Voxel weaving versus corrugated kagome

A woven cube (a single woven voxel).

Voxel weaving and corrugated kagome are similar weave patterns. Both are made with straight weavers having 90-degree folds, in both techniques the exposed portions of each weaver are squares. Corrugated kagome always produces a corrugated surface; voxel weaving sometimes produces a corrugated surface—the exceptions are when the basket surface is parallel to the x, y, or z plane. Voxel weaving rigidly maintains angular orientation over the whole basket (i.e., each square is perpendicular to either the x, y, or z axis); corrugated kagome permits folding along the diagonal of the square (whether or not this fold is part of the corrugation pattern) so every angular orientation is possible.

A corrugated kagome unit-weaving of an octahedron. The exposed portion of each weaver is a square with a diagonal fold.

A diagonal fold in corrugated kagome corresponds to an edge in the underlying triangulation. Therefore, in flat passages with zero corrugation frequency there are not any diagonal folds. In such a passage corrugated kagome and voxel weaving are indistinguishable.

In a flat passage, zero-frequency corrugated kagome and voxel weaving are indistinguishable. The triangles are the underlying triangulation of the corrugated kagome weaving.
Since is not possible for the triangulation of a closed shape to be entirely flat, there is always some place in a zero-frequency corrugated kagome weaving where diagonal folds appear. Therefore, there is no example a closed basket that is both voxel-woven and corrugated kagome.

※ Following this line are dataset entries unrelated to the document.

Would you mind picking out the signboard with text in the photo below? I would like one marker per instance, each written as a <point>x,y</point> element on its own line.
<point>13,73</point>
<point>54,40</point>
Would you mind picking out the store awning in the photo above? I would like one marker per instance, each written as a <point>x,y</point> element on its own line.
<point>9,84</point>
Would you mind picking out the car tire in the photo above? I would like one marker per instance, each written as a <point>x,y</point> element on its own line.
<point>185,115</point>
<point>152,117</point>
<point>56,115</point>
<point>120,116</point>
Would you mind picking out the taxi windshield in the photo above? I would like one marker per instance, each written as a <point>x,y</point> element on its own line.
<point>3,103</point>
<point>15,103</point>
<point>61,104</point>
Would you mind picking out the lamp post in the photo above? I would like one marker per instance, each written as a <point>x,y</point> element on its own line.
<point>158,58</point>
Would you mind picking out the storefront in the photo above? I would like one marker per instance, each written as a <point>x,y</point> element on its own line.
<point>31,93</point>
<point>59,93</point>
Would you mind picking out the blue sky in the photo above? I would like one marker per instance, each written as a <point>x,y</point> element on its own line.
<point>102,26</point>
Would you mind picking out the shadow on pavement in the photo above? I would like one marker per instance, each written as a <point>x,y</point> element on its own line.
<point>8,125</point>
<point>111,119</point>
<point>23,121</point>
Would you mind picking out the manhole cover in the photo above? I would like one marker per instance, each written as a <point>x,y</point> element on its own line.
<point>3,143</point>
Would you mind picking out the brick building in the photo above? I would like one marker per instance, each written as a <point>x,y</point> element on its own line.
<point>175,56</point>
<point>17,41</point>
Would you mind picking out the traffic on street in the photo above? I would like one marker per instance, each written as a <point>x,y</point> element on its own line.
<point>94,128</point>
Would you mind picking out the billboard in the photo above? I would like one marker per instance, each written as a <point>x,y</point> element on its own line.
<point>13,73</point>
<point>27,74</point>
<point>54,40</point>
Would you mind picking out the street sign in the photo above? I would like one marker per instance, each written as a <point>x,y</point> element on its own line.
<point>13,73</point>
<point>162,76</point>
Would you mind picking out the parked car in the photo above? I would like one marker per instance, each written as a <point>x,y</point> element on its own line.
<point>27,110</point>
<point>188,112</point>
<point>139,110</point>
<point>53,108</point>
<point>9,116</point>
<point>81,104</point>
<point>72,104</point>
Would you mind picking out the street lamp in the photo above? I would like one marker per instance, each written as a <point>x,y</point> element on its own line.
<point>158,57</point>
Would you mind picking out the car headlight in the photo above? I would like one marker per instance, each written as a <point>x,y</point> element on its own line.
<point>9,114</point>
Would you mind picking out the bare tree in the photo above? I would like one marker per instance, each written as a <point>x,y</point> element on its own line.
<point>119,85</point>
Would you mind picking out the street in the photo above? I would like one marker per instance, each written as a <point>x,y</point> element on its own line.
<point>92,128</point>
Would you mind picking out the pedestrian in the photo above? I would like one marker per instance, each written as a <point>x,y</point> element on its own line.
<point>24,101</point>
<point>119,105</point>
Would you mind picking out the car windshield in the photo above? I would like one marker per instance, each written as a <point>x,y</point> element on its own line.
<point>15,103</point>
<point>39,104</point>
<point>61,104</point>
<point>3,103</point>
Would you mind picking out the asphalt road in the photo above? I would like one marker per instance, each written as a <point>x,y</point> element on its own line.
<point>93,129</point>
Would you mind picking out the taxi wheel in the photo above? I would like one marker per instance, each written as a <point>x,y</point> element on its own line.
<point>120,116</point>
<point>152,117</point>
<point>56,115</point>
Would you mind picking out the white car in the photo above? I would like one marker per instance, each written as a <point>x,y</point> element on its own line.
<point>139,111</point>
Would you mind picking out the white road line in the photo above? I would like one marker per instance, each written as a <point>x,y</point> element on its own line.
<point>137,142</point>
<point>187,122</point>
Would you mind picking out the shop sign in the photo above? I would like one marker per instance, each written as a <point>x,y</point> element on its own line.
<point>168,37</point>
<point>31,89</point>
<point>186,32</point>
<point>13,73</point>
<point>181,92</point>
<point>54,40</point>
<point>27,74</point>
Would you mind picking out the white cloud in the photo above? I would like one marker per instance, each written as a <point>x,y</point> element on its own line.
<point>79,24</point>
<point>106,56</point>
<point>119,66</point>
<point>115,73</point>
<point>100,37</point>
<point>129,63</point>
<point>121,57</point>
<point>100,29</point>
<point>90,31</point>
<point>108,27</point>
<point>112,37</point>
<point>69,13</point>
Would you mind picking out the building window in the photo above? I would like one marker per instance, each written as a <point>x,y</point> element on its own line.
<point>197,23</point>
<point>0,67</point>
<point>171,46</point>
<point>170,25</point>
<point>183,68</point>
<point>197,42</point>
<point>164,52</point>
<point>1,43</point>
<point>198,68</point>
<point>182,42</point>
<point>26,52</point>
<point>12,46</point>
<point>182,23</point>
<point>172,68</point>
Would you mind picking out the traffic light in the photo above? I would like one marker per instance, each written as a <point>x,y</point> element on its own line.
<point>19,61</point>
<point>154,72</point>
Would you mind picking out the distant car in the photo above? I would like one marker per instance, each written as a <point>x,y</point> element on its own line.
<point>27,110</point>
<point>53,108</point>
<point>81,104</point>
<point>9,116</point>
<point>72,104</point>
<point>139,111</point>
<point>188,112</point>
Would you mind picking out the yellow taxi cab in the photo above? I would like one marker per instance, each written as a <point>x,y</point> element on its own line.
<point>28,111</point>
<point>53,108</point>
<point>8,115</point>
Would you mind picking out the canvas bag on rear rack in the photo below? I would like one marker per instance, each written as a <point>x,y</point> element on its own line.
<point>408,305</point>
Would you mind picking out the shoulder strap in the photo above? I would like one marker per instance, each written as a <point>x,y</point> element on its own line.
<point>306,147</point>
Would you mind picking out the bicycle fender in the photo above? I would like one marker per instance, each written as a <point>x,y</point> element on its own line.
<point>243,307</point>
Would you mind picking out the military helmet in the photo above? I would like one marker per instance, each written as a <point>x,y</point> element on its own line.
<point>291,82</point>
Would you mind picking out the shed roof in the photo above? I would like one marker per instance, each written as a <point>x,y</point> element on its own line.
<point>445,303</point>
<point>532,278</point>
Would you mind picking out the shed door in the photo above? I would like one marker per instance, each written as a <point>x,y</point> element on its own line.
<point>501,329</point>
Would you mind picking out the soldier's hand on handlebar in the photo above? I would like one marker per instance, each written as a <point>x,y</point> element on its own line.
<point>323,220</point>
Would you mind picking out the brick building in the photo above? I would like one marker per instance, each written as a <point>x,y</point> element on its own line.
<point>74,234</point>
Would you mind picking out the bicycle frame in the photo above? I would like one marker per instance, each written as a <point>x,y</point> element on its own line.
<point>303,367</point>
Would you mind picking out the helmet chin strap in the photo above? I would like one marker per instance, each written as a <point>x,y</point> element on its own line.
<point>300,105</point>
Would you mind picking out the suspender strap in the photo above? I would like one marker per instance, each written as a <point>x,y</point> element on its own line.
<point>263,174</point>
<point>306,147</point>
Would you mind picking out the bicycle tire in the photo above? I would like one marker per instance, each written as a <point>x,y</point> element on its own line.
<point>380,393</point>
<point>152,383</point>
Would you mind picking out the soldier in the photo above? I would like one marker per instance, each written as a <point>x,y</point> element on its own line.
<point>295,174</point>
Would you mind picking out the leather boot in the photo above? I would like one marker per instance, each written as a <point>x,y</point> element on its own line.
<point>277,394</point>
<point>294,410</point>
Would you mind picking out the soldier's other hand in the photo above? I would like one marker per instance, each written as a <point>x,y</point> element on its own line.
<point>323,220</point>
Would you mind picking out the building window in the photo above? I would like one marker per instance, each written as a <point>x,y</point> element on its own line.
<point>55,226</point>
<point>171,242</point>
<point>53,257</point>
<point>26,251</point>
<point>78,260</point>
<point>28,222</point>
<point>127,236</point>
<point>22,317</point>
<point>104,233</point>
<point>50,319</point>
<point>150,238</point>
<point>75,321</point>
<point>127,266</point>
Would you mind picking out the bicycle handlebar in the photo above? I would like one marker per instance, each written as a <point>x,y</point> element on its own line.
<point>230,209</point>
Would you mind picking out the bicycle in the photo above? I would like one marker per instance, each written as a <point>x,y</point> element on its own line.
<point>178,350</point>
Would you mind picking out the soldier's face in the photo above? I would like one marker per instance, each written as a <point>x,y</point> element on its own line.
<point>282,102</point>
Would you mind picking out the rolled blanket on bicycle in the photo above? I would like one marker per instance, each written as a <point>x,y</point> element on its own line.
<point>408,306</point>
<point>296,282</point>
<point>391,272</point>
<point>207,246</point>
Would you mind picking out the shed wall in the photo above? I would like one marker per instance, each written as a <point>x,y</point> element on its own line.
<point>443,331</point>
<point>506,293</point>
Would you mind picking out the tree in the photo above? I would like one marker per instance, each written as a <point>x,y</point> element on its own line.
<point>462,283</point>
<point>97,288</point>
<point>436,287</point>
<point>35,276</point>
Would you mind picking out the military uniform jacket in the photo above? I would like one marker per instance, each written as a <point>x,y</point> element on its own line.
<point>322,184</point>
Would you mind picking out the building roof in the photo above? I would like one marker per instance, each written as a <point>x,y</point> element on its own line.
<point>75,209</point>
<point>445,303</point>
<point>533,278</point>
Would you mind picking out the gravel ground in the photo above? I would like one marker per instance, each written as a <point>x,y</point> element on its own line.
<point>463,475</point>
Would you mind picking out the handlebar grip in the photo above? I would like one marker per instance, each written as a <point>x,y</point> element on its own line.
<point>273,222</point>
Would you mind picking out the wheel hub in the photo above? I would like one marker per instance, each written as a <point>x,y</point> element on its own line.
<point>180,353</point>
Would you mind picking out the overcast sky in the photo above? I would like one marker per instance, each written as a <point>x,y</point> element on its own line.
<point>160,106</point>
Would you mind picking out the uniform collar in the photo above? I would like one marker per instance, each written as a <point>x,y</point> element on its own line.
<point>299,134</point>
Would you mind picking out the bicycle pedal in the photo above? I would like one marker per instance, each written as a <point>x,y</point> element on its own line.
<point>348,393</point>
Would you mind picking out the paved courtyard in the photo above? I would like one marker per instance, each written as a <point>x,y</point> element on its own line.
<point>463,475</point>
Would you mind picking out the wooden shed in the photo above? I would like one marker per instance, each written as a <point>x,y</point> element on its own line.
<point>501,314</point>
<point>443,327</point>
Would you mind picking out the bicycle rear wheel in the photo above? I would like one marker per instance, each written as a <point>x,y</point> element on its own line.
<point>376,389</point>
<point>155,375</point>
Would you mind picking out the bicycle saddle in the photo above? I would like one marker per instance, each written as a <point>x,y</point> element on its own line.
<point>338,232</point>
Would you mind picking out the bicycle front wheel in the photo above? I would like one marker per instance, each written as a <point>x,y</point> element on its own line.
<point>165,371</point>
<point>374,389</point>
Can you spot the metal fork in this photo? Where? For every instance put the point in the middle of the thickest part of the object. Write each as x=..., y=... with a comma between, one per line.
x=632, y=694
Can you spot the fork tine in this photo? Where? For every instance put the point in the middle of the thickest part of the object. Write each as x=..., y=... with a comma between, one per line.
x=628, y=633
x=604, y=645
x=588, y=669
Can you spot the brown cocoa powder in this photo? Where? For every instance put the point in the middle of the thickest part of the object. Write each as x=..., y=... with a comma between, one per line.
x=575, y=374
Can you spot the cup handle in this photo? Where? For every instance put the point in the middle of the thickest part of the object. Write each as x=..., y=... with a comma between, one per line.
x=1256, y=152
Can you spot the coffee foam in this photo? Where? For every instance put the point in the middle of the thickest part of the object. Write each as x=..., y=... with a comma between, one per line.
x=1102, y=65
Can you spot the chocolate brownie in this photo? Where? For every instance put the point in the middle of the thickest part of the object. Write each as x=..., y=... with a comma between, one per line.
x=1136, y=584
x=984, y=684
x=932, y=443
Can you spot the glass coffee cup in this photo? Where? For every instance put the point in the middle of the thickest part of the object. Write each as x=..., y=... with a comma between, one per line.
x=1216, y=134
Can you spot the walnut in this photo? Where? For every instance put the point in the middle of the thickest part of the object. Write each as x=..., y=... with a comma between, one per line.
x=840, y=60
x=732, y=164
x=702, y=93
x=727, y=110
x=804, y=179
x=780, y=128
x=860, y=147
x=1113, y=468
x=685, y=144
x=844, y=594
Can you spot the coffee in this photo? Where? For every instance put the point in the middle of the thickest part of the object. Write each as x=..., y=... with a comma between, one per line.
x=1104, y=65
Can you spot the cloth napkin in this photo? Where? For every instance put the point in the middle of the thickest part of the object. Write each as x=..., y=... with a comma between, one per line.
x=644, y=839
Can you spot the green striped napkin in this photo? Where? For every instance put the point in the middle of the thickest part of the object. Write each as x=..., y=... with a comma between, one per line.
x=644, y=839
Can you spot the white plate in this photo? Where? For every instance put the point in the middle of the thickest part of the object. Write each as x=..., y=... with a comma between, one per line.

Where to go from here? Since a flat passage cannot a basket make, there is no way to make a basket that is both voxel-woven and corrugated kagome.


Tim Hutton said...

Hi James,

Loving your work. I have a question about the single-strip triangulation approach to weave/knit/crochet any manifold surface. Do you think it is really practical, in crochet in particular, or will there be limitations on where to join stitches? I'm tempted to have a go. Is there any software that will produce a single strip triangulation?

Thanks, Tim

James Mallos said...


I hope it's practical, but I have little practical experience. There's no need to try anything complicated for a test, ud, which is a triangular pillow, or undp, a tetrahedron, should uncover the practical issues that arise in making any topological sphere. Higher genus surfaces need to be done in topologically planar patches.

I don't have software to produce the single strip triangulation. For a simple object you could mock it up using the Flexeez construction toy. When these clever pieces are connected three-at-a-node each node represents a triangle. If the object is simple enough you can discover a hamiltonian circuit through the nodes by hand. (At least one such circuit exists in nearly every trivalent network, but adding boundaries—and thus some 2-valent nodes—will hurt the odds. In a patch with about 15% 2-valent nodes, the odds it is hamiltonian fall to 50-50.) There is free graph-theory software to find all the hamiltonian circuits in a graph, but personally I find transcribing the structure into the program and running from the command line is a lot of trouble.